Rant alanlarının iktidarın eline nasıl geçeceğini konuşmayalım. Van Ahlat’ta yeni bir Saray yapımını konuşmayalım.

"MECLİS’TEKİ SARAY TARTIŞMALARINA KATILMAYACAĞIZ"

Bizim siyasi parti gruplarına açık önerimiz budur. Bu önerimiz kabul edilmediği takdirde, bugün Genel Kurul’da bu kanun teklifinin tartışmalarına katılmayacağız. Hem sizlerle hem de kamuoyu ile paylaşmak istedik.

Partimizin heyeti hem dün hem de bugün Bahçesaray’dadır. Dün hastaneleri ziyaret etiler, ailelerle görüştüler.

Bugün Eş Genel Başkanımız ve vekil heyetimiz oraya gitmek için yola çıktı. Heyetimiz önümüzdeki birkaç saat içinde orada olacaktır.

Tabii bu dayanışma hepimiz için çok önemli. Diğer parti ve STK’lar ile halkın dayanışması  acıları paylaşmak açısından çok büyük önem taşıyor. Böyle günlerde dayanışmanın önemi bir kez daha ortaya çıkar.
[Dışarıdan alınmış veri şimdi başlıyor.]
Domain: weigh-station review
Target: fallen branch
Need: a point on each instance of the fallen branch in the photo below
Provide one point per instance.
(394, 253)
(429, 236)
Biz de bu konudaki çalışmalarımızı büyük bir ciddiyetle devam ettireceğiz. Bundan sonra bu tür felaketlerin yaşanmaması için hem Meclis’te hem başka alanlarda hangi tedbirlerin alınması gerektiğini mutlaka ama mutlaka hem Meclis’te hem her yerde, hem deprem hem de çığ konusunda, hem de her türlü doğa felaketi konusunda tartışacağız ve bu konularda elimizden geleni yapacağız.